Sep 272010
 

I hate spiders.

I hate spiders in a religious inquisition, burn first ask questions later, hunt them all down and make them feel lots and lots of pain sort of way. With a little thinking I can tell you every single movie or television episode I’ve ever seen that had spiders in it – the seventh season of Buffy, the third Lord of the Rings movie, several times in the Harry Potter series, and so on. They give me nightmares and heebie-jeebies and the creepy crawlies if I think about them too much.

Logically, I know that spiders serve a purpose – they keep insect populations down, and make webs, and do other neat spidery stuff. But I also know other facts: that there are twenty-five thousand spiders per square acre, and that a person will eat an average of ten spiders in their lifetime. They have eight eyes and eight legs and shoot their webs from what would be on a person the base of their spine. Spiders are not insects at all – they are arachnids, a higher order in the invertebrate hierarchy – or at least one with larger creatures.

And that’s the problem: larger and more.  Sure, a preying mantis can get pretty large, or a june bug might span your hand, but spiders can become larger than your head, with their millions of eyeballs and legions of legs, and those chop choppity pincers and faster-than-Superman sidewise gallop. So I am grateful that I am an owner of cats who like to prey upon these miniature creatures of terror, as they keep the visible count of spiders down to a bare minimum (even if I know the hordes are still there, just out of sight, seething and clacking their creepy little pincers.)

Unfortunately, the cats were not with us tonight. My partner and I had gone out for dinner, and decided to follow it up with dessert at a sweet little place near our house.  In the cool darkness of early fall, the cheerful host seated us outside on the very edge of a covered patio. As we began to eat our treats, I noticed something on the edge of my hand – a daddy long legs.

The fact that a daddy long legs is not, technically, a spider and cannot actually bite people is the only thing that saved me from screaming bloody murder then and there. Nevertheless, daddy long legs are close enough in appearance and demeanor that I was sufficiently creeped out to do the Seated Spider Dance. The Seated Spider Dance consists of a series of violent waving motions of the hands in all directions to the counterpoint of arrhythmic bodily jerks and punctuated with the random flailing of one’s head. There is often vocal accompaniment as well to the tune of “ewewewEwwwwwwEWEWEWWWW! Blalalalala-la-lahhhhh. Is it still there? Blalalalaalaaaahh. Ew! Gleah!”
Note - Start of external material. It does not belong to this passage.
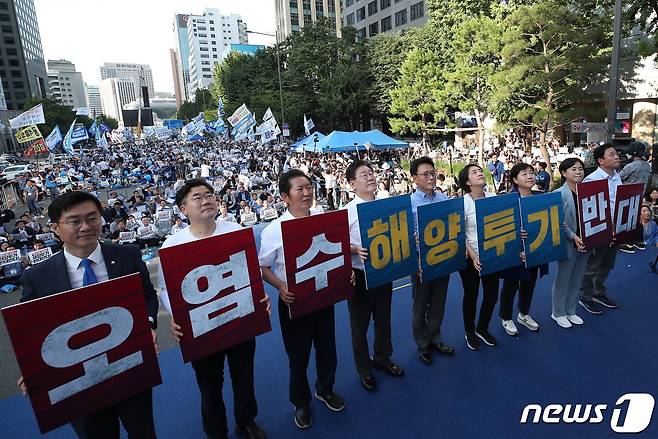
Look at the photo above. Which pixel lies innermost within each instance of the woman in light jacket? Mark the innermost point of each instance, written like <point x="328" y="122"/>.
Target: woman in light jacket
<point x="570" y="271"/>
Having finished the Seated Spider Dance, I returned to my meal, laughing ruefully and occasionally running my hand over my head to make sure that the daddy long legs had not remained a passenger on my body. I got perhaps three bites further into my dessert when my partner got a peculiar look on his face and said “Um, Nik? It’s still there.” After ascertaining he wasn’t kidding, I rapidly vacated my chair and engaged in a full rendition of the Leaping Spider Dance, much to the entertainment of everybody else on the patio. Certain I had dislodged my unwelcome passenger, I checked in with my partner – who said the dreaded words: “it’s still there.”

Moving to his side, I suavely asked him to remove the offending creature. “EWWWWW. Get it offgetitoffgetitofffff! Please!” In an effort to assuage my mounting hysteria, he brushed it away, and assured me that he’d gotten it.

Gingerly, I sat back down, now twitching regularly as phantom spiders crawled across the back of my neck… to note a look of consternation settle onto my partner’s face. “Nik. Don’t. Move.” Stealthily as a tiger sighting its prey, my partner grabbed his napkin and advanced on the beastie, which had settled onto my shoulder like an unwelcome mascot. While I endeavored to stay still, he reached out and brushed the daddy long legs away, sending it hurtling into the darkness once and for all.  I celebrated by doing a reprise of the Leaping Spider Dance before returning to my dessert.

As we finished up, I commented that I was quite ready to quit myself of the locale. My partner responded that the daddy long legs was long gone, but as I looked down and noticed another spider making its way across the table, I made up my mind to only get desserts to go from here from now on.